The court heard that Castley lent authenticity to the scheme with fake bank accounts from Cyprus, showing his money was off shore and not immediately available, and a bogus e-mail confirming the deal was going through.

That man lost £7,750. At the same time Castley tricked two other men out of £7,500 with the same ruse.

It was in summer last year when £40,000 turned up in his Barclays bank account.

"He knew he was not entitled to it but he made no effort to return it. Instead he went about spending it as quickly as he could. He bought a Mitsubishi Shogun for £23,145 which he sold a few days later for £15,550 cash, for example," said Miss Shimmen

He was arrested in November 2007 on suspicion of dangerous driving, which was not proceeded with, and made frank admissions to police.

He had previous convictions dating back to 1991. His last jail term of four-and-a-half years was in 2004, and involved the same 'modus operandi', said the prosecutor.

John Lyons, defending, said: "He is a serial fraudster and realises more custody is the only sentence open to the court.
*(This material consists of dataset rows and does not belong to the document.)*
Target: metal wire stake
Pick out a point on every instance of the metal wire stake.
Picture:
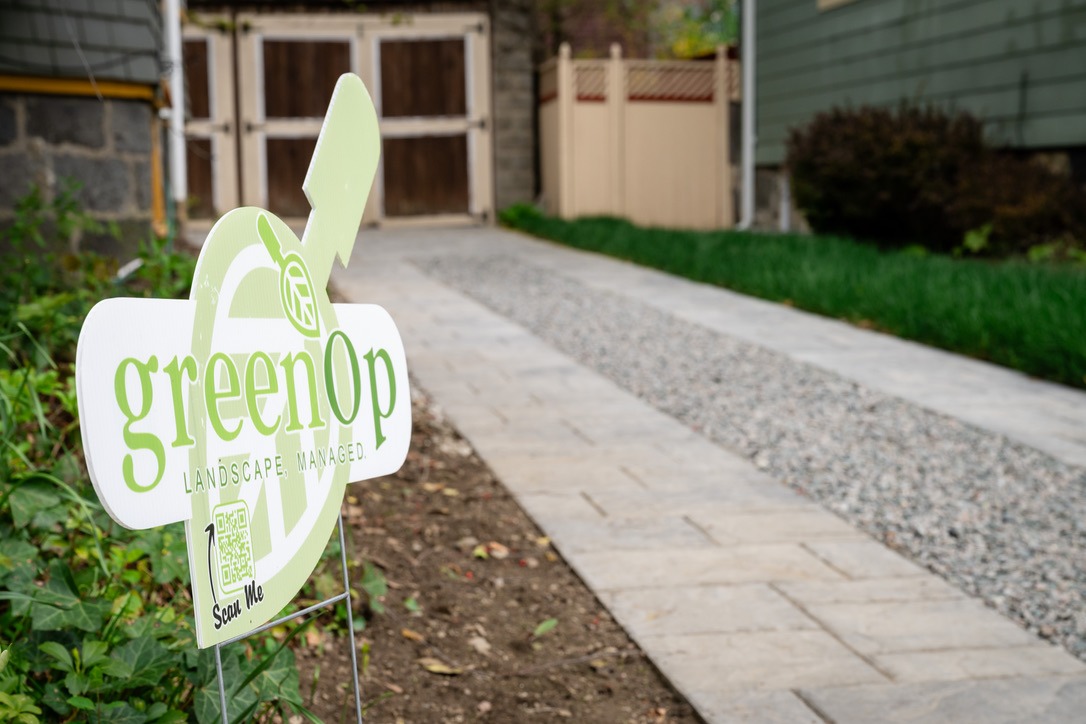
(297, 614)
(350, 625)
(222, 686)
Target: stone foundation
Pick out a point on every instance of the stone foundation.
(103, 145)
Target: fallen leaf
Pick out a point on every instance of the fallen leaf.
(438, 667)
(544, 626)
(413, 635)
(480, 645)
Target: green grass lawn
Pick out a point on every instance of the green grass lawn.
(1030, 317)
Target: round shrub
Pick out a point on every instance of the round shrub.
(923, 176)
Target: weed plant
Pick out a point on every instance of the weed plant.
(95, 619)
(1027, 316)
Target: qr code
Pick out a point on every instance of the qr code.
(235, 542)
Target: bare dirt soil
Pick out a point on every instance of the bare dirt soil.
(482, 620)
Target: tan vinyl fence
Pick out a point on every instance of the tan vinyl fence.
(646, 140)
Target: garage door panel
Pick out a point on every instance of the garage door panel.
(426, 175)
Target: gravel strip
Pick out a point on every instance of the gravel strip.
(1001, 520)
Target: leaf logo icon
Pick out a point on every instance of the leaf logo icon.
(295, 286)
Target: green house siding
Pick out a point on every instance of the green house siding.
(110, 39)
(1018, 64)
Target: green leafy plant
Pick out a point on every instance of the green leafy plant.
(920, 175)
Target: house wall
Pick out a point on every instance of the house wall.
(118, 39)
(90, 117)
(1021, 66)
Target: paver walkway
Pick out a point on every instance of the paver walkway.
(755, 602)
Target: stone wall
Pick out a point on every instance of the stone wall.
(104, 145)
(514, 37)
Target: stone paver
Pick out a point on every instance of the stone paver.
(996, 701)
(754, 601)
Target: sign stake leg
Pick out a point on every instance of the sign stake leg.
(350, 624)
(222, 685)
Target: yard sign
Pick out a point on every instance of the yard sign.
(244, 410)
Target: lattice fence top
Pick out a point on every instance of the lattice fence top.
(590, 80)
(653, 81)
"He is a Walter Mitty character who lives the high life on the day by guile and warm words, without thinking about tomorrow.

"But he knows it will be increasingly difficult to continue in that way because of the internet. He appears on Google as a fraudster.

"However he wants to behave in a different fashion and is doing good work in custody helping other prisoners and raising money for charity."

Judge Andrew Bright QC told Castley: "These offences illustrate just what an accomplished fraudster you are and the time has come for society to be given a rest from your fraudulent activities.